QNow, addressing to the UK investors, what would you say are the best investment opportunities for them?
S.F.: Let’s say this: Iraq is going to get into a situation in which there is no longer huge evil private armies running around, the roads are going to be open in a couple of months again, there is going to be a huge rebuilding, and Aqaba is a great place for that. Umm Qasr, the Iraqi ports are shallow draft, and they can handle cargo, some stuff is going to come from Turkey, Syria is going to be in a confusing situation for years. Aqaba can get a piece of the action.
Now, if a British company can say “I’m going to produce the stuff in England and I’m going to send it through Kuwait, Dubai…” and I can show them that it’s cheaper, that they can still produce 60% in England, produce components, send them here and make a final product here. And the logistics from here are great.
QHow do you envision the future? What is Aqaba shaping itself into?
S.F.: For me, our model here is closer to Shenzhen. I saw Shenzhen in 1979, it was a fishing village, it had 30.000 people. Today it has 15 million people and the highest GDP per capita in China. And it’s done it through industrial development. It has all been done with Chinese labor, and it’s now being done with Chinese technology. We have seen products coming out of China that are Chinese products. And that was actually the first special economic zone in the world.
The legal system prevented development in China, the legal system in Jordan prevents development in Jordan. Jordan still has Turkish land laws from 1879 and British company laws from 1924. It’s operating on archaic legal bases. When the World Bank does studies of countries, Jordan does very well on low taxes, education, but its place is down 50 or 60 because of the legal system.
One of the things that the Chinese showed was that, in order to get a special economic zone to work, you had get the bureaucracy to work better, but you also had to get some serious law reforms. One of the things we keep recommending is that Jordan should get involved in serious legal reforms.
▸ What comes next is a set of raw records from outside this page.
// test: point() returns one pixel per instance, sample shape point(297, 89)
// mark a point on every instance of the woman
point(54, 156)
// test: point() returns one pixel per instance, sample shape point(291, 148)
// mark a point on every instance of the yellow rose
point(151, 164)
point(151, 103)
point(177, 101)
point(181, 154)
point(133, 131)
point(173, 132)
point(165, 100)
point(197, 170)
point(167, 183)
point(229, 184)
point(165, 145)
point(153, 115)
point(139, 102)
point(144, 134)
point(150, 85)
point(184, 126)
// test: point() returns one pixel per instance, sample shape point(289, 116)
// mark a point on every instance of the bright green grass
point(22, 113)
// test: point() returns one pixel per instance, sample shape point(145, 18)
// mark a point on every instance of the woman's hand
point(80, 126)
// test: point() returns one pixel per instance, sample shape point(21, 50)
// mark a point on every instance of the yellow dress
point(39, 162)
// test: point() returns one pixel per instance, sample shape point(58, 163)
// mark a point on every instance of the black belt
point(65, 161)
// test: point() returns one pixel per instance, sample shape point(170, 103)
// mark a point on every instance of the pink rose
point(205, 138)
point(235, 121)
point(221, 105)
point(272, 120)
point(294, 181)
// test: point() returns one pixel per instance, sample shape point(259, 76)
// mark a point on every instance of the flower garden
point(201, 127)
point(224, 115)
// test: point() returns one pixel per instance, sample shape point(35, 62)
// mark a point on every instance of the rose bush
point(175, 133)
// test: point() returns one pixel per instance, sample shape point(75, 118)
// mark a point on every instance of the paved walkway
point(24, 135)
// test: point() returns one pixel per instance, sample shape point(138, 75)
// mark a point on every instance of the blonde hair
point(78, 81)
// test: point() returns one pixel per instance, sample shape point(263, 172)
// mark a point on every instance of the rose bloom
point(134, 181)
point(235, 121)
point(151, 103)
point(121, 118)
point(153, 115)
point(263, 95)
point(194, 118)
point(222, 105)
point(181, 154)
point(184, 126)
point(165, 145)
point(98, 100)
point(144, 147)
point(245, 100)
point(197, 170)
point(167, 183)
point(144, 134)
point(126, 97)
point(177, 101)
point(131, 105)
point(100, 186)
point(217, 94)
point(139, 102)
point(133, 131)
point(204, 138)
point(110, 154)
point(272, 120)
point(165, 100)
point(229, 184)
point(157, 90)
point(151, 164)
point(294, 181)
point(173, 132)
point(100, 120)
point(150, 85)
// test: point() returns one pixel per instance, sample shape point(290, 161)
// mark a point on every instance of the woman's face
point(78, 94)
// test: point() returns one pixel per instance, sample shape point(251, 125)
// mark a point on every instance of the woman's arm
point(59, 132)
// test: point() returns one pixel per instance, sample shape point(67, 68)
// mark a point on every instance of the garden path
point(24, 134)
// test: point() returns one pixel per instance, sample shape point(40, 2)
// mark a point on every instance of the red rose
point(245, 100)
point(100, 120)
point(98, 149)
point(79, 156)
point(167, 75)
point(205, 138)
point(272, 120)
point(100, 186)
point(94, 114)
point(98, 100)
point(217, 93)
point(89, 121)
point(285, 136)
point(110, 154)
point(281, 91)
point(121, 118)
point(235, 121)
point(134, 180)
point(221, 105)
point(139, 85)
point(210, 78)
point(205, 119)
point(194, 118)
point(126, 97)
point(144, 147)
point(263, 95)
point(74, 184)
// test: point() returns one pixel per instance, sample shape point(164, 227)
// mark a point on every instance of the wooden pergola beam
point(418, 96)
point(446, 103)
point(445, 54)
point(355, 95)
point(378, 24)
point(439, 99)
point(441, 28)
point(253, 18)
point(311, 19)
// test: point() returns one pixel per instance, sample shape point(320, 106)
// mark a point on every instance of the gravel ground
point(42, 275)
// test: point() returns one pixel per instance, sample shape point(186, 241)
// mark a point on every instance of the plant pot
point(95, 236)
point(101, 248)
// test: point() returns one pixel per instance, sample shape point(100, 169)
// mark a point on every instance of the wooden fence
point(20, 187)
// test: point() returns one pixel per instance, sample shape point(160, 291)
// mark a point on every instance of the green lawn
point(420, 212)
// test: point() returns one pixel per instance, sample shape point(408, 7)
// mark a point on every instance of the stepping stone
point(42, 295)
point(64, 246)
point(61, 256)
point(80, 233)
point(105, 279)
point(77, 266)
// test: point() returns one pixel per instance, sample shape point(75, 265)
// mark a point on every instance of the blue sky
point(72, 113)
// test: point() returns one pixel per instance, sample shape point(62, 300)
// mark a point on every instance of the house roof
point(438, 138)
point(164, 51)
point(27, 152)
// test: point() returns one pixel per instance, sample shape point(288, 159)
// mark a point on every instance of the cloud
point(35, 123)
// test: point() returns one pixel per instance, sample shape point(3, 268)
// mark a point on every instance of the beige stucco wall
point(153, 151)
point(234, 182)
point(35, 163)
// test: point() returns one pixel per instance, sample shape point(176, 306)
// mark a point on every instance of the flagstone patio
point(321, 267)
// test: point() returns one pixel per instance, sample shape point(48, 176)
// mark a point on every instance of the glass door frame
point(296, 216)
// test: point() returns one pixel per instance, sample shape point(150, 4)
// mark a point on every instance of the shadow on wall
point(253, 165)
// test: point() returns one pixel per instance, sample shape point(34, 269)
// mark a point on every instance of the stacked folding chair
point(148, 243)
Slowly, it’s happening.
Having said that, we have a 17% rate of return on investor’s capital in a low risk business, so it’s hard for me to say it’s a bad place to work. We do very well here, and other investors also. The country wants to get ahead, they are educated, ambitious. There are hundreds of thousands of Jordanians working in the gulf who could come home if there are well paid jobs here. There is a popular prejudice that says that Jordanian people don’t want to work, they want to work for the government. That’s because the private sector was paying low. The cost of labor in Jordan is not higher than Shenzhen. There are people who will say that industry is difficult here because of the cost of energy. The two leading industrial countries of the region are Turkey and Israel, and in both cases the cost of energy is higher.
QWhat is the very last impression that you would like them to have of Jordan?
S.F.: In most countries of the world, the promotion looks better than the reality; in Jordan, the reality is much better than the promotion. So they have to come here, take a look, and come with an open mind, and they will see the potential for their businesses.